At startup, the wormhole reads the configuration parameters from the config file, creates a Unix Domain Socket (UDS) for communication with the AIP, creates the lists and hash tables to handle ACI-port mapping, launches the ident daemon and connects with its UDS.


Once the initialization is done, the execution is done in a main loop. For each loop, any signal that was received is first handled. Then, a check is done to see if a statistics report should be sent. In the case of the affirmative, the statistics report is assembled and sent to the AIP through the UDS. Then, execution is blocked until data is received on the AIP-wormhole UDS and/or from the networking stack (captured by the shim). Messages received on the AIP-wormhole UDS are processed first. See the "AIP-wormhole UDS commands/messages" section for details. Then, on Linux OS only, ARP request packets received by the shim are replied to. Finally, IP packets received by the shim are processed according to the type of transport layer they carry: TCP or UDP. Next, the loop is re-executed again... and again... and again... until termination order is received.


When the wormhole is ordered to terminate (either by UDS message from AIP or by a signal), it sends a termination message to through the AIP-wormhole UDS, frees its resources, terminates the ident daemon and exits.


ACI-Port Mapping (lists)

The wormhole emulates a client entity accessing a server entity on the internet. In order to achieve this, it replaces the packets IP source address with its own IP address and the TCP or UDP source port with one of its own pre-assigned ports before sending them on the internet. On the other hand, when packets come back from the internet, the inverse operation is done (on the destination fields this time). The correspondance is done between an ACI-client port pair and a wormhole pre-assigned port. This scheme avoids possible conflicts that could arise if two different routes were to use the same source port. This process is illustrated by Figure 2.

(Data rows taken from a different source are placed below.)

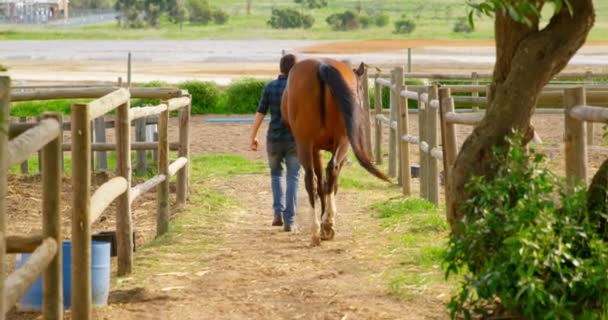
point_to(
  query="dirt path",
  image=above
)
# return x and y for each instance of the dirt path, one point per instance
(255, 271)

Figure 2: ACI-port to wormhole port mapping


In order to do those parameter substitutions, the wormhole must keep a mapping of the corresponding ACI-port to port pairs and keep track of the pre-assigned wormhole ports in use. To handle that matter, the wormhole manages a set of lists. The followings describe each of these lists.


A circular list is used to keep track of the free pre-assigned wormhole ports. The list is contained by an array, each element representing a free port number. Note that the port numbers are offsets from a base port number, so the free port numbers stored in the list can be from 0 to (number of pre-assigned ports - 1). The base port is identified by the baseport field in the wormhole context structure. The list is pointed to by the fracimap.freelist field, fracimap.freehead and fracimap.freetail are used to manipulate the list. Figure 3 illustrates this list.

Free wormhole ports




Figure 3: Circular list of free wormhole ports


ACI-port to wormhole port

A hash table is used to map packets that exit the Freedom cloud (ACI+port to wormhole port mapping). The hash table keys are formed with the ACI, the original port number and a source address. The source address is always set to 0. The keys refer to a memory location containing the wormhole port number to which the ACI-port pair is mapped. The port used for the key is an absolute value while the wormhole ports are relative to the baseport field in the wormhole context structure. The hash table is kept by the acimap.acimap field while the wormhole ports are stored in an array kept by acimap.portnum. The hash table and array are represented in Figure 4.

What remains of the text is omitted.